They went to an art museum in a villa by the ocean. Its gardens followed perfect geometries full of herbs and soaring walls and trickling fountains crusted with mosaic fish and mermaids. Claudia had packed them a picnic: half-baguette, soft cheese, strawberries, sparkling mineral water. Claudia wanted to set the tone of the day: not a funeral, but a day of open nerves and curiosity.
They poked through a collection of photographs of drained swimming pools. It was a special exhibit. The sepia grottos of concrete were strewn with palm fronds, discarded pool noodles, deflated inflatable tubes, an obstinate child with a snorkel strapped to her face. They talked about what they were looking at: how desolate, how predictable. They didn't talk about themselves. This absence felt good to Claudia, the silence like air in her lungs. Her mother took it differently. "It doesn't feel like we're experiencing this together," she said. "We're not even talking."
How could Claudia explain how good it felt—how effortless, and comforting—to feel her mother's body beside hers as the light hit their backs through glass? It made her feel as if nothing was being demanded of her.

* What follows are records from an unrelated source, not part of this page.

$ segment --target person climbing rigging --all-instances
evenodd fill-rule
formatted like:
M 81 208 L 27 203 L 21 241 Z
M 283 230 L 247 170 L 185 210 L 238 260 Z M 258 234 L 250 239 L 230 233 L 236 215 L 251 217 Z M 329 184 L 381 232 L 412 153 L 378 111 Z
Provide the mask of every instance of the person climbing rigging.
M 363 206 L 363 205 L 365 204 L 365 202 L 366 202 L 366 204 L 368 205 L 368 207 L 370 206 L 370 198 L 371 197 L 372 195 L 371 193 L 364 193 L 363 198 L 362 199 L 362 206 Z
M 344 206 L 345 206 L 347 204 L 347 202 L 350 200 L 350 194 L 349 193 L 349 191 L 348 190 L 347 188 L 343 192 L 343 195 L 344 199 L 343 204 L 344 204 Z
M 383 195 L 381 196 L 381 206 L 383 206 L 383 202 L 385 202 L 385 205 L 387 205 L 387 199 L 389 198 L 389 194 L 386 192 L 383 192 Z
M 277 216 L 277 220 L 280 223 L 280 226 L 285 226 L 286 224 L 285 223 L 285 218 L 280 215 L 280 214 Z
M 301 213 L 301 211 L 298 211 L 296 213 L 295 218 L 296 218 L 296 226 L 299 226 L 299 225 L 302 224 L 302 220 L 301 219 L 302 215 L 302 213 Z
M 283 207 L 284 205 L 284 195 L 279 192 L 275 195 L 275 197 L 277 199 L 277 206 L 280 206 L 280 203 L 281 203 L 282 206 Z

They found a picnic table. Her mother wanted to sit. She wanted to talk. Claudia unpacked the bag. Packing the food had been a way of saying—I feel good, fine, awkward, muted. This is all I've got. I'm glad to be with you here, but now—as she unpacked—her choices felt cloying and overly elegant.
Her mother unscrewed the sparkling water. "No wine?"
"I've been meaning to tell you," Claudia paused. "I've decided to stop drinking."
"I didn't know how to stop needing it," she said. "So I stopped."
"Has it made everything better?" Her mother's eyes were shrewd and glittering, her eyebrows raised.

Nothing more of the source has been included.